- Zimbabwe is on track for 243,850 metric tonnes of Irish potatoes from 9,000 hectares in the 2026 winter season, with 92,400 tonnes already harvested from 3,300 hectares
- Production has grown dramatically from 52,000 tonnes in 2010 to a peak of 599,550 tonnes in 2022
- The sector faces an immediate threat from an 80% probability of a Super El Niño in 2026/27, but irrigation rehabilitation and the newly approved Manicaland IP-SEZ for cold storage and value-added processing provide clear pathways for sustained growth
Harare- Zimbabwe is expecting 243,850 metric tonnes of Irish potato from the 9,000 hectares planted in the 2026 winter season, with 92,400 metric tonnes already produced from the 3,300 hectares already harvested. The average yield of 28 metric tonnes per hectare confirmed in the partial harvest exceeds the 26 metric tonnes per hectare realised across the full 2025 winter season, confirming both improved agronomy and favourable growing conditions in the current cycle.
Production grew from 52,000 metric tonnes in 2010, when the government banned the importation of table potatoes as part of a deliberate import substitution policy, to 599,550 metric tonnes in 2022. That eleven-fold increase over twelve years reflects the combined effect of the import ban creating a protected domestic market that justified investment in production; the gradual expansion of irrigated hectarage across Nyanga, Juliasdale, Mutasa, and Chipinge as the Eastern Highlands smallholder sector recognised the commercial opportunity; improved seed potato availability through both the National Biotechnology Authority's quarantine programme and private sector certified seed suppliers; and yield improvement from extension services targeting the 28 to 30 metric tonne per hectare range that irrigated production in the Eastern Highlands can achieve.
The El Niño drought of 2023 and 2024 compressed that trajectory severely. Production declined from the 2022 peak as soil moisture deficits in the Eastern Highlands, which receives orographic rainfall whose reliability the El Niño Southern Oscillation disrupts, reduced planting intentions and post-planting yield outcomes simultaneously.
The structural impact of an El Niño on perennial or semi-perennial potato systems is distinct from its impact on annual crops: an Irish potato farmer who reduces planted hectarage in 2023 or experiences yield failure does not automatically recover to pre-drought planting levels in 2024 without rehabilitation of seed potato stocks, soil moisture recovery, and financing for inputs that a drought year may have depleted.
The 2025/26 winter season's projected 243,850 tonnes at 28 metric tonnes per hectare confirms that the sector's recovery is genuine and that yield per hectare has actually improved above 2025's 26 metric tonne average. Zimbabwe's Irish potato sector has a clear development pathway available beyond the current production level.

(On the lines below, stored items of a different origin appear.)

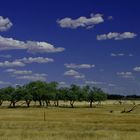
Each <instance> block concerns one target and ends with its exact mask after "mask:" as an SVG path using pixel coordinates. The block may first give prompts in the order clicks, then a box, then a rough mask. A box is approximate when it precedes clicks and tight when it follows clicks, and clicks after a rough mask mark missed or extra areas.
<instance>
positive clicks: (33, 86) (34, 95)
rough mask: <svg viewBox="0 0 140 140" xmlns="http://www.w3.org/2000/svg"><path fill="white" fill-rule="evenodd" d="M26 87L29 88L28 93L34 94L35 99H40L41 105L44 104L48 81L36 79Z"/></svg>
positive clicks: (28, 96) (28, 89)
mask: <svg viewBox="0 0 140 140" xmlns="http://www.w3.org/2000/svg"><path fill="white" fill-rule="evenodd" d="M25 87H26V89H27V90H28V93H30V94H31V95H32V99H33V101H35V102H36V101H38V102H39V105H40V106H42V101H43V95H44V93H45V91H46V82H42V81H34V82H30V83H29V84H27V85H25ZM28 97H29V96H28ZM30 97H31V96H30Z"/></svg>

The 9,000 hectares under the current winter plan represents a fraction of the Eastern Highlands' cultivable potato area. The Manicaland IP-SEZ designation, which Cabinet approved in May 2026 for agro-processing, creates the regulatory framework for cold storage, processing, and value-added potato product manufacturing, including pre-cut chips, dehydrated potato, and potato starch, whose combined value per tonne substantially exceeds fresh potato farmgate prices.
The El Niño risk for 2026/27, assessed by MSD at 80% probability of a Super El Niño, is the sector's most immediate structural threat. Nyanga District, which contributes the highest volume of commercial Irish potato output, recorded severe soil moisture deficits during the 2023/24 drought that directly translated into production collapse.
The irrigation expansion investment that Cabinet has committed to accelerating, including the programme to rehabilitate 258,773 hectares of existing infrastructure toward the 496,000 hectare national irrigation target, is the specific intervention that would insulate the Irish potato sector's recovery trajectory from a repeat of the El Niño-induced production collapse that interrupted its remarkable twelve-year growth story.